The Woman’s Industrial Exchange began shortly after the Civil War in the home of Mrs. G. Harmon Brown of Baltimore, where women brought their handwork to be sold to local citizens and visitors. Mrs. Harmon’s endeavor was part of a nationwide exchange movement to help women in need discreetly earn a living.
In 1880 the enterprise was so successful that a shop was opened at Saratoga and Holiday Streets. In 1882 the State Legislature incorporated the organization “for the purpose of endeavoring by sympathy and practical aid to encourage and help needy women to help themselves by procuring for them and establishing a sales room for the sale of Women’s Work.”

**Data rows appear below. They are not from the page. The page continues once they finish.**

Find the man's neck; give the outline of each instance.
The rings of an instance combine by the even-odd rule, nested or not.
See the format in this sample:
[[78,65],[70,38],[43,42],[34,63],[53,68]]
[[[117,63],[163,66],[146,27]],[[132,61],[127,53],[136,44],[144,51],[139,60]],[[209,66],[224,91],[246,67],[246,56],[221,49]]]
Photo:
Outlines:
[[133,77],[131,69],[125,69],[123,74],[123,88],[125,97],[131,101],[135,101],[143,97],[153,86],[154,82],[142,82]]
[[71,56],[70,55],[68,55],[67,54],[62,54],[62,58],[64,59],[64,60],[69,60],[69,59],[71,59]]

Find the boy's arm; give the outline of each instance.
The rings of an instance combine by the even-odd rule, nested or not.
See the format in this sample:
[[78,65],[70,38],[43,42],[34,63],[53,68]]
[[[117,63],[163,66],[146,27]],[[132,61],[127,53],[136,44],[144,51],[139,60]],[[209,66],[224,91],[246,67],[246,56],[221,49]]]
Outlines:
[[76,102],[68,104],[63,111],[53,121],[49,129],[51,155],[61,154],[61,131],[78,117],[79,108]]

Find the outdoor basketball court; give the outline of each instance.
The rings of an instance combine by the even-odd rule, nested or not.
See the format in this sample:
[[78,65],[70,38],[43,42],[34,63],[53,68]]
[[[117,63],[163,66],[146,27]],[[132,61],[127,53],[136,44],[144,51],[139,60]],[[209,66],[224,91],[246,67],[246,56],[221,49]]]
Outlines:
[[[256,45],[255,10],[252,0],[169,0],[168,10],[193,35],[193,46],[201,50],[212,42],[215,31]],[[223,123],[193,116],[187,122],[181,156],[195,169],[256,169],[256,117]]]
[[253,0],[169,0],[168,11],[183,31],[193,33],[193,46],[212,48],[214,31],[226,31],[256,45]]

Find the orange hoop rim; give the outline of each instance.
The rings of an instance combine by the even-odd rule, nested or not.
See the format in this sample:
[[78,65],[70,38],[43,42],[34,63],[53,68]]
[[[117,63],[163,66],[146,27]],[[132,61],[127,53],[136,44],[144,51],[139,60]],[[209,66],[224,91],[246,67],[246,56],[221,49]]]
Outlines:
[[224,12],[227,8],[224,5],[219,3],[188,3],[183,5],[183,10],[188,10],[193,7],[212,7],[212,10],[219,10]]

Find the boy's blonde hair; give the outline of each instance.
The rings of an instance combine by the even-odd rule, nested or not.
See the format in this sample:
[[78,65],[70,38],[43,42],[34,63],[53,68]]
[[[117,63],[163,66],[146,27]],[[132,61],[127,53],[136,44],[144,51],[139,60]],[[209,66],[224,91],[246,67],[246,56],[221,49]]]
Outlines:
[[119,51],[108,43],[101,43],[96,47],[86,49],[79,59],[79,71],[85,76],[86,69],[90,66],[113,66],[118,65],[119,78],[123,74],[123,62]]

The present building at 333 N. Charles Street, constructed circa 1815, was purchased in 1860 by Mrs. Mary E. Boardley for a boarding house. A five story rear wing was added. The Exchange moved to this building in 1887 and purchased it in 1889. A shop window was added circa 1900, which enhances the fine Flemish bonded brick work and marble stoop.
In the late 1800′s The Exchange sold women’s handwork, operated a tea room, and gave instructions in needlework and cooking. Consignors provided quality handmade items to be sold in the shop.
Today, we welcome you to our gracious and historic setting where we are carrying on a Baltimore tradition with your help. The Exchange continues to serve its non-profit mission as an outlet of hand-crafted goods made by women and men intent on supporting themselves with dignity.
The new Woman's Industrial Kitchen is open! It restores the flavor and feeling of the original restaurant. They offer the very best of home inspired comfort food. Diners will sit seeped in the history of famous and average women who have triumphed in the home, work and communities.